Brandon Saad (Photo by Megan Bearder /Sports Illustrated/Getty Images)
At first glance, it’s pretty tempting to look at the return Chicago Blackhawks GM Stan Bowman got for Brandon Saad and deem it to be underwhelming. Like, really underwhelming.
At first glance, it’s pretty tempting to look at the return Chicago Blackhawks GM Stan Bowman got for Brandon Saad and deem it to be underwhelming. Like, really underwhelming. But Bowman also realizes, perhaps better than any other GM in the business, that when you’re not dealing from a position of strength, your pals in the GM fraternity are more likely to throw you an anchor than a life preserver.

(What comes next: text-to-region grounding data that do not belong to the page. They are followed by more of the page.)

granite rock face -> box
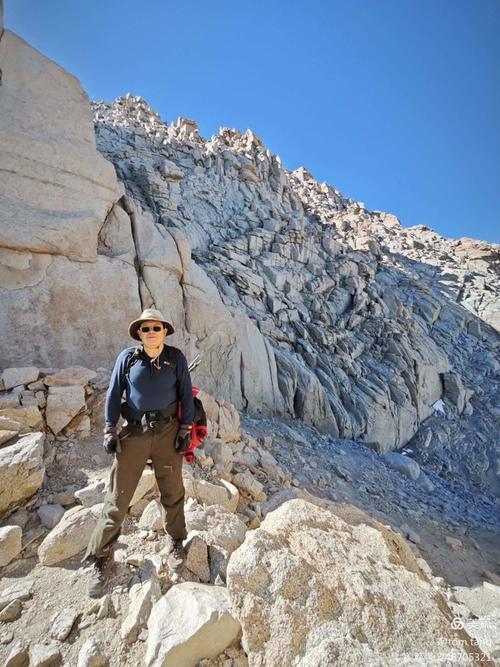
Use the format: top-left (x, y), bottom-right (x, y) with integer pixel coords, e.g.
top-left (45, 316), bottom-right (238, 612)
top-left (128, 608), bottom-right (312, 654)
top-left (226, 499), bottom-right (477, 666)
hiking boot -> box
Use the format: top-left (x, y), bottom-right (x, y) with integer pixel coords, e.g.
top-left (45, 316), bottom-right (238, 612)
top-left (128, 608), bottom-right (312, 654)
top-left (86, 555), bottom-right (109, 598)
top-left (168, 538), bottom-right (186, 573)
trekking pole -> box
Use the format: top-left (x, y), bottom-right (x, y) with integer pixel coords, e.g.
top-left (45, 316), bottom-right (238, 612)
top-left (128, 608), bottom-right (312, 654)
top-left (188, 353), bottom-right (201, 372)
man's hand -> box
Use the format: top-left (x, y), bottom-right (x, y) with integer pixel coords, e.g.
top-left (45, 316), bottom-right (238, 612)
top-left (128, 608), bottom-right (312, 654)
top-left (176, 425), bottom-right (192, 453)
top-left (103, 426), bottom-right (121, 455)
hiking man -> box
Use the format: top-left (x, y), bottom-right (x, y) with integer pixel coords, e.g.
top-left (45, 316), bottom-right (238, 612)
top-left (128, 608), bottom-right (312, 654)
top-left (83, 308), bottom-right (194, 597)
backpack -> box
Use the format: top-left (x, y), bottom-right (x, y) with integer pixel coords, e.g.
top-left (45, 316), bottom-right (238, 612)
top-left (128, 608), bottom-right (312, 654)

Either that, or Marko Dano is going to be a lot better than everyone thought. Or perhaps Bowman, who seems to know a little bit about evaluating talent, saw in Saad a player whose value was perhaps a little inflated by playing with Jonathan Toews so much and being part of such a strong team. No doubt, he saw an offer sheet coming. But if that offer sheet had contained a six at the front of the salary number, the Blackhawks would have received a first-, second- and third-round choice. Instead, they dealt Saad and two prospects to the Columbus Blue Jackets in exchange for Artem Anisimov, Dano, Jeremy Morin, Corey Tropp and a fourth-round pick in 2016.
Discuss amongst yourselves whether you’d have rather received the compensation package instead. But Bowman must have known that in the position he was occupying, there was no way he was going to be able to get full value for Saad. And that’s largely because he’s been in this precise situation before.
After the Blackhawks won the Stanley Cup in 2010, he was forced to deal away core players Dustin Byfuglien, Andrew Ladd and Kris Versteeg. Care to hazard a guess as to how many actual full-time roster players he got in return? Just one, Viktor Stalberg. Ironically, the one that sent Byfuglien to the Atlanta Thrashers netted a package that included Morin and a first-rounder used to take Kevin Hayes, another player they lost when he chose to sign with the New York Rangers.
After winning in 2013, the ice was barely dry after David Bolland’s game-winner in Game 6 of the Stanley Cup final before Bolland was dealt to the Toronto Maple Leafs for three draft picks, none of which has turned out to be much of a threat to play in the NHL. And when Bowman ran into another cap crunch last summer, he dealt defenseman Nick Leddy to the New York Islanders for three marginal prospects.
Yet all the Blackhawks do is keep on winning. They will certainly be lesser without Saad in the lineup and of all the departures, this one might have the largest long-term impact on the franchise. Saad is a burgeoning power forward who was an integral part of this most recent Stanley Cup, but Bowman has enough faith in his prospects and young players that he feels they will be able to fill the void left by Saad’s departure.
(And anyone who suggests the blame for this rests with Toews and Patrick Kane for taking up $10.5 million each in cap space doesn’t realize that actually amounted to a hometown discount. Had they split up and gone to free agency separately, they each would have netted more.)
So rather than subject himself to choosing between the prospect of having to match an offer sheet or losing Saad for draft picks, Bowman made the best deal he felt he could. And as we said, the return is not going to make Blackhawk fans happy. Anisimov is a serviceable player who is a year away from unrestricted free agency and on a fairly pricey ticket at $3.3 million. Dano was rated as Columbus’s sixth-best prospect in THN’s annual Future Watch edition and struggled in the AHL this season. Morin and Tropp are depth players who can fill in with the bottom six forwards.
But when you need cap space and you need to subtract from your lineup, that’s what happens. Which is why this corner has been saying for some time that Toronto Maple Leaf fans better prepare themselves for a less-than-scintillating return on the likes of Phil Kessel and/or Dion Phaneuf, particularly if the Leafs are not prepared to eat some of the cap space. (Wonder what those who ridiculed me for suggesting the Leafs could expect next to nothing if they weren’t willing to eat some cap space feel about this deal.)
Moments after the Blackhawks won the Stanley Cup, Bowman stood at center ice at the United Center and vowed his team would remain a serious contender. “There’ll be some changes next year,” he said, “but by no means do we intend to take a step back.”
Hard to believe the Blackhawks haven’t done just that with this move. But then again, it’s the Blackhawks we’re talking about here.